Our guest blogger, Susie Lau, tells us how she celebrates the holiday and shares a special family recipe for a traditional sweet treat…
When people ask how I celebrate Chinese New Year, the unfortunate answer is that I’m now normally working as Chinese New Year falls during New York Fashion Week. Hurrah for the Year of the Dragon then as Chinese New Year has fallen early.
We kick off Chinese New Year Eve this Sunday on the 22nd and then Chinese New Year begins on Monday followed by fifteen days of festivities. In other words, that’s two solid days of eating. I’ll be stuffing my face with my mother’s cookies and cakes that she makes especially for this time of year. In particular, the peanut puff or “little horns” as we call them in Cantonese is a favourite of mine because they’re portable and I’ve yet to meet someone who doesn’t find them addictive and moreish.
They sort of look like tiny Cornish pasties and the pastry has a crunch/biscuit texture to them as they’re made by deep fat frying. You bite in to find a sweet peanut filling that can vary from recipe to recipe.
I’ve probed my mum for her particular recipe and here it is. She likes to make them quite small and dainty so they’re bitesize but you’ll see them in all sizes. The tricky bit is the pinching and locking of the puffs but it’s always funny to see how they turn out depending on how nimble your fingers are.
To make 48 little puffs.
Sieved Plain flour 225g
Peanut oil 2 tablespoons (try to buy it at a Chinese supermarket – my mother says it’s more fragrant)
Sesame seeds 60g
Unsalted peanuts 60g
Finely desiccated coconut 60g
Granulated sugar 120g
Vegetable oil for frying
Make the filling first so you have it ready to work with. Toast the sesame seeds and peanut in a pan over a low heat until they are golden.
Break up the peanuts in a food processor until they resemble fine breadcrumbs.
Mix the sesame seeds, peanut crumbs, coconut and the sugar together so that you have a dry filling.
Now make the dough. Mix all the dough ingredients together, kneading it until it forms a smooth dough. Add flour if it’s too sticky or a little oil if it feels a bit dry.
Divide the dough into four.
Roll each lump of dough out into a rectangular shape that is about 20cm wide and then roll from the longer edge like you would a cigarette so that you get a tube.

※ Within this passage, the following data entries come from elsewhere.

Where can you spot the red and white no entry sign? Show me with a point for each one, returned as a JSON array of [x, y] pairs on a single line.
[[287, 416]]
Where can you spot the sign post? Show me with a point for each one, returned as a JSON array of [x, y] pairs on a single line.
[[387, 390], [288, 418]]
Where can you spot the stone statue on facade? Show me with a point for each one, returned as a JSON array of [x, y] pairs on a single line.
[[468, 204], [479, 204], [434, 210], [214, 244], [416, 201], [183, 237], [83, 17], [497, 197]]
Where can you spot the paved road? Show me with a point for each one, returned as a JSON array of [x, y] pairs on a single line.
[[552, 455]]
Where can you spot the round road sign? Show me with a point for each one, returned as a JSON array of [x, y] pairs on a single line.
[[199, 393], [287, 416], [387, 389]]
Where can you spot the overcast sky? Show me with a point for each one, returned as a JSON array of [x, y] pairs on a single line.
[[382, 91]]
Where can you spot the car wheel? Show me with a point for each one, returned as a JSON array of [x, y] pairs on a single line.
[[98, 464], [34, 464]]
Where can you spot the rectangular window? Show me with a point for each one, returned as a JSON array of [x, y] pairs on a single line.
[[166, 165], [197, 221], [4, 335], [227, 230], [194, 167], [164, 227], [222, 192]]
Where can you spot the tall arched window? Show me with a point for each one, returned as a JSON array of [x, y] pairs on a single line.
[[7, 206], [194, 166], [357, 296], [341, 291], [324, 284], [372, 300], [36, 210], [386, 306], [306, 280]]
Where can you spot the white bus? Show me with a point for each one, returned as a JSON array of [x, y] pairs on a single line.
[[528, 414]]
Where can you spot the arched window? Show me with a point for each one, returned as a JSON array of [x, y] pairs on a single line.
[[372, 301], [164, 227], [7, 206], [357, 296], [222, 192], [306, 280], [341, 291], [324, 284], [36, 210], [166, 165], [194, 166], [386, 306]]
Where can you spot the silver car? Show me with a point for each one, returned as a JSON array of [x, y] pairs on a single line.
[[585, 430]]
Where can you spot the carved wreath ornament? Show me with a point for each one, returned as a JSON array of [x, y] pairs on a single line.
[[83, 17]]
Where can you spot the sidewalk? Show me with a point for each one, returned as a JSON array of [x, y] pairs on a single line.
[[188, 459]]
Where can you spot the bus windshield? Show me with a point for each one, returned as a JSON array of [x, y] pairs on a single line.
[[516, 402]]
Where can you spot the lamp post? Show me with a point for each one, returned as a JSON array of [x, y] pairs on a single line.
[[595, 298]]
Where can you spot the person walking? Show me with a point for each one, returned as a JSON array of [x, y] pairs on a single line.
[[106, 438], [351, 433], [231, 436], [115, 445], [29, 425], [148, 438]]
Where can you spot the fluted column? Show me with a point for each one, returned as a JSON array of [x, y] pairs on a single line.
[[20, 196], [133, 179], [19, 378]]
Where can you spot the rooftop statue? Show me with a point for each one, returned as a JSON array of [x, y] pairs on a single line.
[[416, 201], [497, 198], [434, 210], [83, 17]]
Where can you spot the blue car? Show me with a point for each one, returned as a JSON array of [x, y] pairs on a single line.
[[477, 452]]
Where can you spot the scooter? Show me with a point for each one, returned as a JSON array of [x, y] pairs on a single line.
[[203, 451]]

This forms the layers in the pastry that puffs up when fried later.
Cut up the tube into twelve small pieces.
Do the same with the other three piles of dough so that you end up with 48 little chunks of dough.
Roll each piece out into a circle shape, about 7cm wide and 1-2mm thick.
Spoon a small teaspoon of filling into the middle and then fold over into a semi-circle shape and press the edges together.
Now lock the edges. This can be a little tricky. Starting from one end, pinch the edge and fold over and do this pinch and fold action until you get a sort of twisted braid going around the edge of the peanut puff.
Repeat for the other 47 puffs. It’s a real family exercise to fold and lock these little puffs and I used to help my mum do this even if mine always turned out a little misshapen.
If you use deep fat fryer, heat to 170 degrees and if you’re using a wok or a pan, heat the vegetable oil to medium heat. Make sure the oil isn’t too hot as you don’t want to burn the puffs.
Then drop in the puffs, ten to fifteen at a time, depending on the size of your wok or the deep fat fryer. Use a metal fish slice to stir the puffs into the oil to ensure an even colour.
Once they are golden brown, lift out and drain on kitchen paper.
It’s best to cool them for an hour before storing them in an airtight container (we use old biscuit tins at home) lined with greaseproof paper.
They should last a few months in the tin but you’ll probably eat them within two weeks!